Walkabout. He said, “Not this time. I’ve got work waiting.” In a week or two. Best he could do, working for a contractor friend of a friend from Colorado who had an assistant going on family leave.
“Temporarily at loose ends,” she deduced, moving out for the sidewalk—arms still crossed, shoulder bag tucked under her arm, a frisson of her tension coming through the blade to reach him. Not truly comfortable.
Nor should she be.
“It’s a decent hotel,” he told her, striking out beside her—out of the parking lot illumination and into a brief pool of shadow before the next streetlight. “But it’s on the edge when it comes to the neighborhood.”
She slanted him a look. “Do you do that often?”
Um.
“Do—” he asked—but didn’t finish the question, wincing slightly instead. Normally—when not distracted by the burn of broken ribs on the mend, the twist of muscles in recovery—he’d know better than to respond to unspoken concerns.

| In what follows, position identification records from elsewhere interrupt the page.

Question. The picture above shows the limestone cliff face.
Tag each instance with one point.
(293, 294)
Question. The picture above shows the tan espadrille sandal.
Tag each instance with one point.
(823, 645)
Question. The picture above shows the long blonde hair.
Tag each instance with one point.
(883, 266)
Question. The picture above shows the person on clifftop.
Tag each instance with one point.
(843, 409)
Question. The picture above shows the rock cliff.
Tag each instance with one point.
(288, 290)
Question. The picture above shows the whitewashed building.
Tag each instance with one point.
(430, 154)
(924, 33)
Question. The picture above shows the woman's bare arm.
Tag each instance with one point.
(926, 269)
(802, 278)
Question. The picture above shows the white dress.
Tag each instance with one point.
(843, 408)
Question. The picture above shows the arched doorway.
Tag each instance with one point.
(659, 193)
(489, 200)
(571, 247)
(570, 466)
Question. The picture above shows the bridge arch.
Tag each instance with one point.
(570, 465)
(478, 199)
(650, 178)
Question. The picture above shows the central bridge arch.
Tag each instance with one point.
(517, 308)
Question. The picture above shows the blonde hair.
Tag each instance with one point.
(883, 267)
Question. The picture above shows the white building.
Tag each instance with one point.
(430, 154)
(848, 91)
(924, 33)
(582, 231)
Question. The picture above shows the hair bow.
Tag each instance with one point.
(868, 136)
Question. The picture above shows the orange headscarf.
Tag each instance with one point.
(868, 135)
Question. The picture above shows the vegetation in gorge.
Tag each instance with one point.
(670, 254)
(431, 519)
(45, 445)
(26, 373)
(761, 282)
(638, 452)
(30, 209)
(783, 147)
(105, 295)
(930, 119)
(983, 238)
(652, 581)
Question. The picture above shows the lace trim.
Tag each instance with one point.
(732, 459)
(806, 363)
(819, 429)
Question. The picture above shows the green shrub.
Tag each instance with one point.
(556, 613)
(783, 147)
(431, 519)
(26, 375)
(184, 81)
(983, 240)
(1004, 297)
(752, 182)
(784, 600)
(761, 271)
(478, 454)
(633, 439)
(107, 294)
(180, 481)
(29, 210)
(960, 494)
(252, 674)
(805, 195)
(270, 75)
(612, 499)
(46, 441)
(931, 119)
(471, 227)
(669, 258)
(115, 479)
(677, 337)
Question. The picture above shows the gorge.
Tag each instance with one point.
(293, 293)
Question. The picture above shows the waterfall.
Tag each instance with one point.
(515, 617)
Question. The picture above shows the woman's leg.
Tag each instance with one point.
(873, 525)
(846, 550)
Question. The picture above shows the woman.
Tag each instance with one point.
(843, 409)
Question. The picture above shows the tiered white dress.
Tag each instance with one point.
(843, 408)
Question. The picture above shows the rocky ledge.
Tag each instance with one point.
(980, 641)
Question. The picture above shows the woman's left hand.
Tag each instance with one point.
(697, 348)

“I was just thinking that I’d gone one hotel too far north from the airport.”
“Body language,” he told her. “Has a lot to say.”
This time her look wasn’t slanting at all. It came straight on—a quick sweep of his form that held more than obvious appreciation. “You mean like, ‘Wow, did I get beat up today or what?’”
He stifled a snort. “That, too.”
“Aren’t you even going to say I shoulda seen the other guy?”
“Guys,” he told her, hesitating at the curb to make sure the approaching car wasn’t going to turn in front of them. “Check the news. We’ll see if they both made it.”
She modeled mock awe for him. “That’s much better than my line.” And then her brief levity faded. “Except...you aren’t kidding, are you?” And she moved a quiet step away.
He couldn’t help his irritation. “Their choice.”
But she’d stopped him, there in the brightest light of the next streetlight, and turned him directly into it—grasping his arm with a familiarity that seemed to surprise her as much as it did him. She stepped back to narrow her eyes, the light flashing off pale blue as she raked her gaze over him. “It is blood. And it’s not yours, is it? But you don’t have a weapon—”
She said it with such certainty that it took him aback, even as she cut herself short. She stepped back, releasing his arm. “I’m sorry. I’m tired. And I still need to check in.”
He thought about telling her how they’d had to search to find him a room, decided against it. Either they’d have something for her or they wouldn’t.
He thought about asking her name. Her number.
The knife spiked at him, a brief flare of warmth in his pocket. More of a weapon than she could ever imagine, both for and against him. —alert!—
No, he told it. Too tired, too hurting, too done for the day.
—alert!—
“Let’s get you back to the hotel, then,” he told her. And damned fast.
—alert! fear!—
But she was the one who stiffened, looking off across the street to the closed zapateria and beyond. “We’d better—”
The knife struck out at him—hungry, insistent. Mac faltered; he shook it off. He shook off her hand, too, as she tugged at him, alarmed and surprisingly assertive, telling him, “We have to go!”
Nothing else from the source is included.